Morning Star, February 1, 2004, pg. 13
We thought our readers might like to know that Bobby Parker, one of Albion’s earliest minority Eagle Scouts (1944) and the subject of this column on June 1, 2003, passed away in Battle Creek on Saturday, January 24 after a long illness. He was well-known in the Battle Creek area for his jazz music and his club, “Bobby’s Place” there on Main St.
We continue with our theme of “Albion--100 Years Ago.” Week ending February 4, 1904: “Wedding bells. Postmaster Frank Luell Irwin of this city, and Mrs. Estella A. Frank were married at high noon today at the home of the bride, 55 Melbourne Avenue, Detroit. Upon their return they will be at home at their apartments, recently fitted up in the Sheldon Block.”

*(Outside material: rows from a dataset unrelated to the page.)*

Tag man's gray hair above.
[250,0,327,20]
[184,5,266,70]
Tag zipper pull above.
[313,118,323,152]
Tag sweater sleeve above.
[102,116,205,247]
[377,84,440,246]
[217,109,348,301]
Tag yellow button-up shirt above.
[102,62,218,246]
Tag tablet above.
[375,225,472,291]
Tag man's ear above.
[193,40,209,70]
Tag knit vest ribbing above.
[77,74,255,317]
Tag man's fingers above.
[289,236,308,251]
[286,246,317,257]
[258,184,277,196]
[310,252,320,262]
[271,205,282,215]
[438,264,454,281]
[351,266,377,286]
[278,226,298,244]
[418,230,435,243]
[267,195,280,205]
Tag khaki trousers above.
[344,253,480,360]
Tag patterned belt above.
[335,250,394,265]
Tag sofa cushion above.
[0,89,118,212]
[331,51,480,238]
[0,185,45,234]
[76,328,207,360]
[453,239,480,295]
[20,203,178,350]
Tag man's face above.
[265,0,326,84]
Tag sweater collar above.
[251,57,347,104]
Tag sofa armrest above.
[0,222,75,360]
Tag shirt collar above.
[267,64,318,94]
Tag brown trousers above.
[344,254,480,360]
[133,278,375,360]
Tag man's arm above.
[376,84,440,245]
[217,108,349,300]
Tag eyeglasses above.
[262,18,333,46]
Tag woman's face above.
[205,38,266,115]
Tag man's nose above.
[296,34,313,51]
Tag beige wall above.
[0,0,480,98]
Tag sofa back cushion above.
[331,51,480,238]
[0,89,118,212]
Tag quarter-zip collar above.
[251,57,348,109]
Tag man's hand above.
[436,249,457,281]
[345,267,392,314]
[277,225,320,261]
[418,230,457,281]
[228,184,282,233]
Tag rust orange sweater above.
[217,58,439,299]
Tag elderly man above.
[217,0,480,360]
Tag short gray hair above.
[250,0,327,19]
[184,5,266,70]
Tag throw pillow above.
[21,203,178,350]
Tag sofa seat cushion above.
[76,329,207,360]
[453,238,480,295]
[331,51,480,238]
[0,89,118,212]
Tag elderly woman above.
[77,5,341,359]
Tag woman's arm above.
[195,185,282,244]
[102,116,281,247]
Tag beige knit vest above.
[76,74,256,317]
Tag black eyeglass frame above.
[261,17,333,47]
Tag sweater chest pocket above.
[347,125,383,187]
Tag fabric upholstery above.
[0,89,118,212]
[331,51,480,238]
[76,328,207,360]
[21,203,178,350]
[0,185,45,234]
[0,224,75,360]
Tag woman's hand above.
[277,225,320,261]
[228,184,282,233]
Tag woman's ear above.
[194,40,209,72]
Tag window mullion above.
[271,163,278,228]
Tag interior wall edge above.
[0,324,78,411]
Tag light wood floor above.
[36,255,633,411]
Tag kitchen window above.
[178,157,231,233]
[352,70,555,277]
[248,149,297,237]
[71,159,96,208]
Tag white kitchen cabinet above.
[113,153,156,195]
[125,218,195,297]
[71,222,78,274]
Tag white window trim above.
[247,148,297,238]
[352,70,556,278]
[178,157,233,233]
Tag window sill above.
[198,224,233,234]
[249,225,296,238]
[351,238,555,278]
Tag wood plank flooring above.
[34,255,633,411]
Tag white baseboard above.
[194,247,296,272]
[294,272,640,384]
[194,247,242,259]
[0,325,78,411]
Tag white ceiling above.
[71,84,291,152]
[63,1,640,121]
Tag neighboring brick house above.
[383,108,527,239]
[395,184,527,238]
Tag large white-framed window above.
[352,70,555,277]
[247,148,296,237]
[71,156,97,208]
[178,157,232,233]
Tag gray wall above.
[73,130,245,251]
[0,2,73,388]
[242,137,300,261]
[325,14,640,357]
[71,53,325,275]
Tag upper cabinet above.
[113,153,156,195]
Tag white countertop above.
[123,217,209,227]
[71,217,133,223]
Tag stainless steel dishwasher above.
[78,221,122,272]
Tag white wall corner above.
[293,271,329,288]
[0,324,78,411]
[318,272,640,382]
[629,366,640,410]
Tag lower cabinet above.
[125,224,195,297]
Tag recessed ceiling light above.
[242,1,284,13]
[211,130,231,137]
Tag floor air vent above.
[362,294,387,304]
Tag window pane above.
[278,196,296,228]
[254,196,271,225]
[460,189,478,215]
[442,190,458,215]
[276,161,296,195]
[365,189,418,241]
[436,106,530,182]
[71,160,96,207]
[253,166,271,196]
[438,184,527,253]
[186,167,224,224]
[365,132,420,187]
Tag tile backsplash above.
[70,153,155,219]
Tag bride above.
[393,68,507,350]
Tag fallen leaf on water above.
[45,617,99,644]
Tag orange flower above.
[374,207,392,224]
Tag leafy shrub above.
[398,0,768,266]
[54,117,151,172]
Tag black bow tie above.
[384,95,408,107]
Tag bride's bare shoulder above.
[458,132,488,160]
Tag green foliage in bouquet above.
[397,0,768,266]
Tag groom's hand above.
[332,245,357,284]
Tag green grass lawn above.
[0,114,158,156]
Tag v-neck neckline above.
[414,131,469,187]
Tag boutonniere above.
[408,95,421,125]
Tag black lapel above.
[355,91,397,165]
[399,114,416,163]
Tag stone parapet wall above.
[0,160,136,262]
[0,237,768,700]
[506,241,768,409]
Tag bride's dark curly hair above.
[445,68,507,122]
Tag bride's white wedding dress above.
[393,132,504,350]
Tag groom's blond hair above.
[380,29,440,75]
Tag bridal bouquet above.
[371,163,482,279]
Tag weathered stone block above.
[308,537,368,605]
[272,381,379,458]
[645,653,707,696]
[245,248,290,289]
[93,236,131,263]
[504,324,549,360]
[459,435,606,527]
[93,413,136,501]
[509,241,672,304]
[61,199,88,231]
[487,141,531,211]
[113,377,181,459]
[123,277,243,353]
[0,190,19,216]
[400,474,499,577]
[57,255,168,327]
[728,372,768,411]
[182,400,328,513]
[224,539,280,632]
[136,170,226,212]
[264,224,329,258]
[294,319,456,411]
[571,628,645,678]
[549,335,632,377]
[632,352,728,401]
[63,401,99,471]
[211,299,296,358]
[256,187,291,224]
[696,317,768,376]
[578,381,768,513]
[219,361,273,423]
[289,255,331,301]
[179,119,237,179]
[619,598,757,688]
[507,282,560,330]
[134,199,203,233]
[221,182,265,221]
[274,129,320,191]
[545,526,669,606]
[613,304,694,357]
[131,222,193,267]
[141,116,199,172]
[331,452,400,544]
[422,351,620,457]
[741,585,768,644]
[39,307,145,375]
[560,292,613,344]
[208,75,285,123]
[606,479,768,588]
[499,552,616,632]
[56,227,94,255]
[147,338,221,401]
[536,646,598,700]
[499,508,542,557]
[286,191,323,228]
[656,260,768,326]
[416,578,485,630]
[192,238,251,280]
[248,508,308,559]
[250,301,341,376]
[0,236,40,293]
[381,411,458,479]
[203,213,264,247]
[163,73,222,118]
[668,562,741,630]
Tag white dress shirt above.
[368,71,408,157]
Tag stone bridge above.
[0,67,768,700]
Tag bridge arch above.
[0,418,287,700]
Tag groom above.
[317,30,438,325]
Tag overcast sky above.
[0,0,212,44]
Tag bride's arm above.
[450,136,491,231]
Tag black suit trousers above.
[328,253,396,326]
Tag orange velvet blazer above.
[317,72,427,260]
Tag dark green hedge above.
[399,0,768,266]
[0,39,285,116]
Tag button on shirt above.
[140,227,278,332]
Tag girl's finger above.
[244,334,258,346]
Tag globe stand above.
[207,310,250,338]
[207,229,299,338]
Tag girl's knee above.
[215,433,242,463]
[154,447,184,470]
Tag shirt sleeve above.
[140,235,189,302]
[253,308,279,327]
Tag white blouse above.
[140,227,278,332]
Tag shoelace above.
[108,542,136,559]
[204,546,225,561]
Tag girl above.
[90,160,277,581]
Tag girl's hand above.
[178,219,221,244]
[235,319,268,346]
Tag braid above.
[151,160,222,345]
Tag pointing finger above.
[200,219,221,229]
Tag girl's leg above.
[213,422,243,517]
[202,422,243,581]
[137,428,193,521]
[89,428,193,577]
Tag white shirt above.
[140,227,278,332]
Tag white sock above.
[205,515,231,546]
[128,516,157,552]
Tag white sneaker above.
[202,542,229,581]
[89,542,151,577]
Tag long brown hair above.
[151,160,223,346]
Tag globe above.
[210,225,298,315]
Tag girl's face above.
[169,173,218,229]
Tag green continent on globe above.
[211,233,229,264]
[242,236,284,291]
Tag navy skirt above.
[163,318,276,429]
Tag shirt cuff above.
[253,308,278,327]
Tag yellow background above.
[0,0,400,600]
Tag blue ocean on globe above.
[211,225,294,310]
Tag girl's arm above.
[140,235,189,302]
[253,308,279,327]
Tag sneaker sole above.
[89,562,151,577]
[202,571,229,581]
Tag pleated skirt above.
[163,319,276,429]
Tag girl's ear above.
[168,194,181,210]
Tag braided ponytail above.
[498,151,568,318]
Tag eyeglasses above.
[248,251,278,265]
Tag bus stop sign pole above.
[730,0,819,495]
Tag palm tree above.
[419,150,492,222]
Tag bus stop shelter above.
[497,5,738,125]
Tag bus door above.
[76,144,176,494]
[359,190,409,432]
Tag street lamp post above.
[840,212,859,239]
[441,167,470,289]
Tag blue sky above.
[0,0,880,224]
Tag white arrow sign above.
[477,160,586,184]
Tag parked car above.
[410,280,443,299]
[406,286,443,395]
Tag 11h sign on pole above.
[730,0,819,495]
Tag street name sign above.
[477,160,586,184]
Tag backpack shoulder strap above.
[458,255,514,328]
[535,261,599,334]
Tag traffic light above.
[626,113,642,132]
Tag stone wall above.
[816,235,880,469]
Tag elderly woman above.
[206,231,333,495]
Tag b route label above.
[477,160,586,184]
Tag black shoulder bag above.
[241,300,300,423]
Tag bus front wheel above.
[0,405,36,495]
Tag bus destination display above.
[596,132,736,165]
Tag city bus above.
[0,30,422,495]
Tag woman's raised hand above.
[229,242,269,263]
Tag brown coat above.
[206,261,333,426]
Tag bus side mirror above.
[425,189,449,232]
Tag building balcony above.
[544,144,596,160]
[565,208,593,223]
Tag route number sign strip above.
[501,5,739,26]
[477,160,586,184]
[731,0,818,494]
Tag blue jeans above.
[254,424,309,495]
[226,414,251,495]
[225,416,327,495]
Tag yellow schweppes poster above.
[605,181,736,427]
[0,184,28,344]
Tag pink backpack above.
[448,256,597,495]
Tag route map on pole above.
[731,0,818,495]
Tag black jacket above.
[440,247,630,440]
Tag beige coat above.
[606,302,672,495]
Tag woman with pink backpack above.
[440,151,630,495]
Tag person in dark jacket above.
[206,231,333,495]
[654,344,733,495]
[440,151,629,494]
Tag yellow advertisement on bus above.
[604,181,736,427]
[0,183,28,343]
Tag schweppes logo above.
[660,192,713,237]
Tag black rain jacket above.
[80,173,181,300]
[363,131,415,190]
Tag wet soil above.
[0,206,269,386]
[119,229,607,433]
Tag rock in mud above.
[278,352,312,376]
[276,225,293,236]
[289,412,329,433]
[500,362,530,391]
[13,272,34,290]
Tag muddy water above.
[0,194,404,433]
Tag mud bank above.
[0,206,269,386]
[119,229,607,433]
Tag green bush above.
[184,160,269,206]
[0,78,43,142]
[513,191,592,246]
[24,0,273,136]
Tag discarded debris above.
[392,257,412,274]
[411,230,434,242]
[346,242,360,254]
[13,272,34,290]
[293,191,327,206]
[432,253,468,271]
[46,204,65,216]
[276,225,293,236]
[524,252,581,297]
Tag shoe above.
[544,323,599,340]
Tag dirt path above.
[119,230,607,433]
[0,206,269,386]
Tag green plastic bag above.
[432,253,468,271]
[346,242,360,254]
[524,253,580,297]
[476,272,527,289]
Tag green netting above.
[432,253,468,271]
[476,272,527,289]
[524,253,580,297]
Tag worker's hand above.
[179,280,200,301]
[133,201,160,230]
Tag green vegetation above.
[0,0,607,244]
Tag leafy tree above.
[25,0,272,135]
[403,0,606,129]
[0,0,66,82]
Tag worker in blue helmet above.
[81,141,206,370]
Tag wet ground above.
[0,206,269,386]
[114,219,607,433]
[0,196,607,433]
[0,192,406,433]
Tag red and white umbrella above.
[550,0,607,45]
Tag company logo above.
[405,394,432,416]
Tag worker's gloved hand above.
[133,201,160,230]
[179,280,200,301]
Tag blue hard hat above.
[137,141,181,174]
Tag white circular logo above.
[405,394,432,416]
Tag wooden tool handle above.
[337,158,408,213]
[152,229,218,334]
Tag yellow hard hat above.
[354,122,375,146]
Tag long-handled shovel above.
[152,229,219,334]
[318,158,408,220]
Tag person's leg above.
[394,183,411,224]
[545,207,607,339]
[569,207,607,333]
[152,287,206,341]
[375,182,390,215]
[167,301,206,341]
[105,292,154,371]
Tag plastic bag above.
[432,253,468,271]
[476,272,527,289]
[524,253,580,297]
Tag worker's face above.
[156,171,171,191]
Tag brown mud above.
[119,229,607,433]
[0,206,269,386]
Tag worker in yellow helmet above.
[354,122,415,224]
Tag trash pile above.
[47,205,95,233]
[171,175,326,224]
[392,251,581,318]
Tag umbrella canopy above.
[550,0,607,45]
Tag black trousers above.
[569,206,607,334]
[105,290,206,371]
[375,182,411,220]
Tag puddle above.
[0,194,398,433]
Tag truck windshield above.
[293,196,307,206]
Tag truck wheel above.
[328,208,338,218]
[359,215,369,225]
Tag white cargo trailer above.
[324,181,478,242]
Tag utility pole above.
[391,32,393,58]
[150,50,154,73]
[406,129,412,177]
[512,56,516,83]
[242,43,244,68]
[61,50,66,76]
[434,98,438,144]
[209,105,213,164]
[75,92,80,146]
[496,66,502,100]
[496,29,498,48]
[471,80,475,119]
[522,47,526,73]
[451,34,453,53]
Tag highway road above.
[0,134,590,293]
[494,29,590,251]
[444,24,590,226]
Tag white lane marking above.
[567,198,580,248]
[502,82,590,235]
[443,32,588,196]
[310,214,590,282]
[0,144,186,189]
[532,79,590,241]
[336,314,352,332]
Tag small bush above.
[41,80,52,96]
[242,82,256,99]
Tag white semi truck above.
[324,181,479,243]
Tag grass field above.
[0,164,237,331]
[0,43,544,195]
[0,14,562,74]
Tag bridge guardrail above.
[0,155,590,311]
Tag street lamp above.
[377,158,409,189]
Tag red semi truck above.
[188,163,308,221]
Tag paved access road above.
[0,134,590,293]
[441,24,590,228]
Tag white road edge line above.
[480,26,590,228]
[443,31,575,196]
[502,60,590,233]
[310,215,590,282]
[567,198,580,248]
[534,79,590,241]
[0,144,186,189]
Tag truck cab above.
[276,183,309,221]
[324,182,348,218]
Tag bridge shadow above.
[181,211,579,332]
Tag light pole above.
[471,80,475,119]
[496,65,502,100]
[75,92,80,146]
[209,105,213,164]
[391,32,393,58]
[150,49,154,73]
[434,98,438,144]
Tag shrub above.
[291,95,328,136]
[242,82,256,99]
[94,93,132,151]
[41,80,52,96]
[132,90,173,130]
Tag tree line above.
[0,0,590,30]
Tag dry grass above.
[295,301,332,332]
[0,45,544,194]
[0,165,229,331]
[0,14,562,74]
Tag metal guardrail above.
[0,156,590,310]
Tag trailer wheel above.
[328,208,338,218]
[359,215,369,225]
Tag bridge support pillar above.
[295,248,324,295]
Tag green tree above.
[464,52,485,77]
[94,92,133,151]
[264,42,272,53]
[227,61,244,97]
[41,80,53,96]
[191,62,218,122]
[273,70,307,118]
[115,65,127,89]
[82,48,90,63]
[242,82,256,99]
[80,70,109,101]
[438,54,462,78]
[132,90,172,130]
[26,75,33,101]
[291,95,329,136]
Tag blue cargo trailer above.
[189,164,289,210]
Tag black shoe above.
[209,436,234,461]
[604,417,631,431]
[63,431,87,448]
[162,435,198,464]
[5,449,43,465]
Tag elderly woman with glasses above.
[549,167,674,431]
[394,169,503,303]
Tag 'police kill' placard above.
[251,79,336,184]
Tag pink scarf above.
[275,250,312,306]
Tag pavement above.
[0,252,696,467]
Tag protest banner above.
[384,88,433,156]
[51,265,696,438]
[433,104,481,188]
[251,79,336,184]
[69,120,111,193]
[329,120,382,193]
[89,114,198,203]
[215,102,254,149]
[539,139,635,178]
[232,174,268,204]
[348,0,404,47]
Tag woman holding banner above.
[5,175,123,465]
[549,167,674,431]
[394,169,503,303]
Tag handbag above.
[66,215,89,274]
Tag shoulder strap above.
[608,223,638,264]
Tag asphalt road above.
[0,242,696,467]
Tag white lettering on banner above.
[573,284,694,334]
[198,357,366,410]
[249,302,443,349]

“Court News. In the case of the People vs. Herman Steinkraus, charged with violation of school law, the court deemed it best not to hold the defendant. The Defendant promised to send his daughter to school as soon as she was well enough to attend.”
“William Eckmeyer, who lives one mile out on Erie St. west, in Sheridan, was arrested by Under Sheriff F. A. Graham Thursday morning. The man is charged by Poor Sup’t Frank Labeteaux with neglecting his family. The children aged 9, 6, and 4 respectively were found by the officer in a deplorable condition, huddling amid squalor and dirt about a smoldering fire. The wife is in an inmate of the Kalamazoo insane asylum. Judge Lane intimated that the children would be sent to the Coldwater State School.”
“The Duck Lake drain case, which has been dragging along in the circuit court for the last three weeks, will be finished in a few days. It grew out of an attempt by the board of health of the Township of Clarence to dam the ditch which drains Duck Lake.”
“H. L. Cronin of Marshall, is about to engage in a unique but lucrative industry: that of raising frogs for the city and the country markets on a large scale and in view of this has leased about 300 acres of marshland which will be utilized by him as a frog farm.”
“H.F. Dew, a florist, who recently moved here from Eaton Rapids, and rented A. M. Lockard’s vacant store, met with rather harsh treatment from his landlord last Friday morning. It is reported that Mr. Lockard went into the store about 10 a.m. and asked for his rent; that Mr. Dew replied that he would be unable to pay at present, and that words followed and Mr. Lockard gave his renter a shaking up. As Mr. Dew is getting old and has a very troublesome hernia which became misplaced, he was left in a serious condition, unable to call for help until 3 o’clock in the afternoon. A doctor and nurse were called and his son, Arthur H. Dew, a florist of Albion, was sent for. His son took him to his home in Eaton Rapids the following day and it is reported that he has since taken him to Ann Arbor. Garry Fox has been retained as counselor by the Dews.”
Week ending February 11, 1904: Articles of incorporation of the firm of Groff, Herrick & Barney, under the name of Albion Lumber Company, have been filed with the secretary of state.”
Week ending February 18, 1904: “Robert Cascarelli, the Italian banana vendor near Franklin & Dorrance’s got into an altercation with Welch Powers and George Gillett Wednesday over some tobacco which he claimed the boys had stolen. Hasty blows were exchanged and when last seen the banana man was seeking a warrant in Justice Lane’s court with blood in his eye.”
Week ending February 25, 1904: “The Michigan Central pay car left $30,000 in $20 gold pieces with its Jackson employees this month. Since the enlargement of the shops in that city and the increased force has been placed on the payrolls, it is estimated that the disbursements of the company in Jackson would average $100,000 a month.”